IBIS był opracowywany przez ponad sześć lat we współpracy z francuskim specjalistą w dziedzinie akumulatorów Saft, spółką zależną TotalEnergies. Według InsideEVs, system dostarcza prąd przemienny bezpośrednio na wyjściu, co eliminuje potrzebę stosowania oddzielnych falowników, ładowarek pokładowych lub konwerterów prądu stałego. Obecny prototyp jest oparty na Peugeot E-3008 i jest obecnie testowany na drogach publicznych.
Osiągi i wydajność
Stellantis wymienia konkretne zalety, ponieważ system akumulatorów pozwala zaoszczędzić do 17 litrów miejsca i około 88 funtów wagi. Czas ładowania AC jest o 15% krótszy, a zużycie WLTP i straty energii spadają o 10%. Jednocześnie moc akumulatora wzrasta nawet o 15% do 172 kW przy tym samym rozmiarze. Konserwacja jest uproszczona, a akumulator nadaje się do zastosowań drugiego cyklu życia.

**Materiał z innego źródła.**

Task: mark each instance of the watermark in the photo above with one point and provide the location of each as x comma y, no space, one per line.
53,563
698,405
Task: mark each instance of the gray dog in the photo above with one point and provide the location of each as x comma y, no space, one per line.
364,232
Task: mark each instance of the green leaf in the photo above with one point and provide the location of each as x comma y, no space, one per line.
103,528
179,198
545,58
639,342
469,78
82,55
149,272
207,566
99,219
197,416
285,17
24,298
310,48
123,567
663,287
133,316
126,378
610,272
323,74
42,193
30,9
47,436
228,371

Porównanie ze zwykłymi akumulatorami do pojazdów elektrycznych
W przeciwieństwie do konwencjonalnych akumulatorów litowo-jonowych, które przechowują prąd stały i wymagają oddzielnych falowników, IBIS znacznie upraszcza budowę pojazdu. Producenci tacy jak Tesla czy Volkswagen nadal stosują oddzielne systemy ładowania. IBIS oferuje korzyści dzięki kompaktowej konstrukcji, niższej wadze i bardziej wydajnemu zużyciu energii.
Przypadki użycia wykraczające poza samochody elektryczne
Architektura IBIS jest również dość elastyczna. Wersja stacjonarna jest testowana od 2022 roku i może być w przyszłości wykorzystywana w transporcie kolejowym, lotnictwie, żegludze morskiej lub centrach danych.
Perspektywy
Projekt baterii Stellantis skupia 25 inżynierów z Saft, CNRS, Sorbony, Uniwersytetu Paris-Saclay i Instytutu Lafayette. Stellantis planuje wprowadzić IBIS do pojazdów produkcyjnych do 2029 lub 2030 roku. Technologia ta może zaowocować lżejszymi, wydajniejszymi i łatwiejszymi w utrzymaniu samochodami elektrycznymi.